How have all the factors above been brought together to estimate a fair value?
  • The assumed bearish price target for Latham Group is $5.0, which represents the lowest price target estimate amongst analysts. This valuation is based on what can be assumed as the expectations of Latham Group's future earnings growth, profit margins and other risk factors from analysts on the more bearish end of the spectrum.
  • However, there is a degree of disagreement amongst analysts, with the most bullish reporting a price target of $10.0, and the most bearish reporting a price target of just $5.0.
  • In order for you to agree with the bearish analysts, you'd need to believe that by 2028, revenues will be $612.6 million, earnings will come to $18.4 million, and it would be trading on a PE ratio of 39.4x, assuming you use a discount rate of 7.2%.
  • Given the current share price of $7.03, the bearish analyst price target of $5.0 is 40.6% lower. Despite analysts expecting the underlying buisness to improve, they seem to believe the market's expectations are too high.
  • We always encourage you to reach your own conclusions though. So sense check these analyst numbers against your own assumptions and expectations based on your understanding of the business and what you believe is probable.

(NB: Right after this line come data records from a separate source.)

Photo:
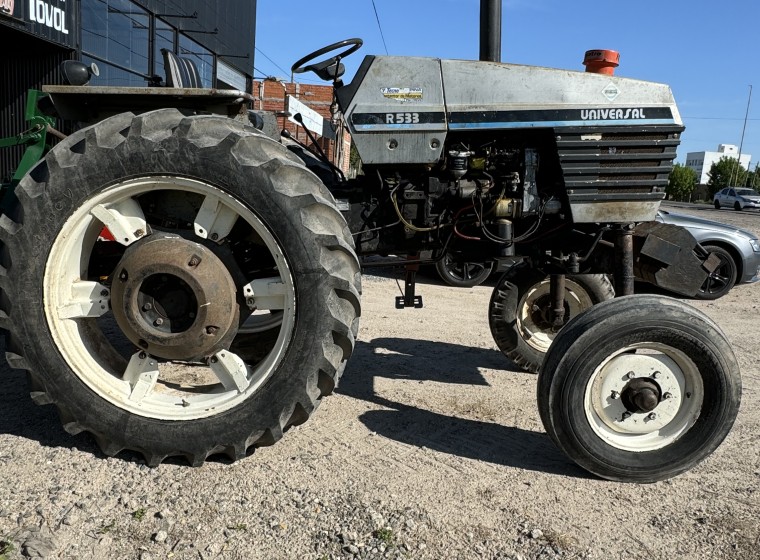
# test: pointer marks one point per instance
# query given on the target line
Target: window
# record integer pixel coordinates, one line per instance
(164, 39)
(202, 57)
(113, 76)
(116, 32)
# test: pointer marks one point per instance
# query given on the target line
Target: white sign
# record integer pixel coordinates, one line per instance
(48, 15)
(311, 119)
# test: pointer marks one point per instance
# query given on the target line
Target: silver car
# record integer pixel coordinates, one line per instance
(737, 198)
(738, 249)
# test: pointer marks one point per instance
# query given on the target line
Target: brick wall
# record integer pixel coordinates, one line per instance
(270, 96)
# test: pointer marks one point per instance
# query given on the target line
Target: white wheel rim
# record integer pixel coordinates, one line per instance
(148, 387)
(681, 395)
(534, 328)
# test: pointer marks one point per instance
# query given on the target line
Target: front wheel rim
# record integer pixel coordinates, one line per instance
(671, 375)
(533, 318)
(76, 305)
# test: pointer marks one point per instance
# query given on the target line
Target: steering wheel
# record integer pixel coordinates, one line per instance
(300, 66)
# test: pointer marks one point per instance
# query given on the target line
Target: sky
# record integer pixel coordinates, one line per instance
(708, 52)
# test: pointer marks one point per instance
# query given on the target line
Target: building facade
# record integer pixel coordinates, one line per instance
(124, 38)
(334, 139)
(701, 162)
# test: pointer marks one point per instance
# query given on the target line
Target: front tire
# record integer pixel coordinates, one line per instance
(162, 374)
(639, 389)
(519, 313)
(461, 273)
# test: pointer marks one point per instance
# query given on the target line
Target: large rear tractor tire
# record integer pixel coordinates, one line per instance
(177, 286)
(639, 389)
(519, 313)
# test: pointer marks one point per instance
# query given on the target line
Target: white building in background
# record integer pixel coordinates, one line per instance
(701, 162)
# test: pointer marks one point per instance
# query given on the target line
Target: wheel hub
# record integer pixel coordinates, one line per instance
(638, 393)
(641, 395)
(174, 298)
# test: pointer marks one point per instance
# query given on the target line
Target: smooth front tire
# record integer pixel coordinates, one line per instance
(460, 273)
(639, 389)
(722, 278)
(177, 286)
(519, 313)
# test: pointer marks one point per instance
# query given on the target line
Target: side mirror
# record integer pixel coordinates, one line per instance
(76, 73)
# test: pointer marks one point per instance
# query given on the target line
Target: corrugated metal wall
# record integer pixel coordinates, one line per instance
(32, 64)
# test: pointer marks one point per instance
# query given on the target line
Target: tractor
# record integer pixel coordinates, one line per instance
(177, 282)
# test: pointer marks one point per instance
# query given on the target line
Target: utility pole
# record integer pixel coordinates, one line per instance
(741, 143)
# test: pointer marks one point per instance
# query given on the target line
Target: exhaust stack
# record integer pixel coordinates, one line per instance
(490, 30)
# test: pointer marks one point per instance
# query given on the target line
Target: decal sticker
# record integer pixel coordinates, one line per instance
(394, 119)
(611, 91)
(559, 117)
(612, 114)
(402, 94)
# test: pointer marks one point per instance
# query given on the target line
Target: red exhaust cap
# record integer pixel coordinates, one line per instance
(601, 61)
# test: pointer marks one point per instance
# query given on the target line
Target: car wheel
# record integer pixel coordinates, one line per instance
(722, 279)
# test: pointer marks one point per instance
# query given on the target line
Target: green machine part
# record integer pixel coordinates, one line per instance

How well do narratives help inform your perspective?

Disclaimer

AnalystLowTarget is a tool utilizing a Large Language Model (LLM) that ingests data on consensus price targets, forecasted revenue and earnings figures, as well as the transcripts of earnings calls to produce qualitative analysis. The narratives produced by AnalystLowTarget are general in nature and are based solely on analyst data and publicly-available material published by the respective companies. These scenarios are not indicative of the company's future performance and are exploratory in nature. Simply Wall St has no position in the company(s) mentioned. Simply Wall St may provide the securities issuer or related entities with website advertising services for a fee, on an arm's length basis. These relationships have no impact on the way we conduct our business, the content we host, or how our content is served to users. The price targets and estimates used are consensus data, and do not constitute a recommendation to buy or sell any stock, and they do not take account of your objectives, or your financial situation. Note that AnalystLowTarget's analysis may not factor in the latest price-sensitive company announcements or qualitative material.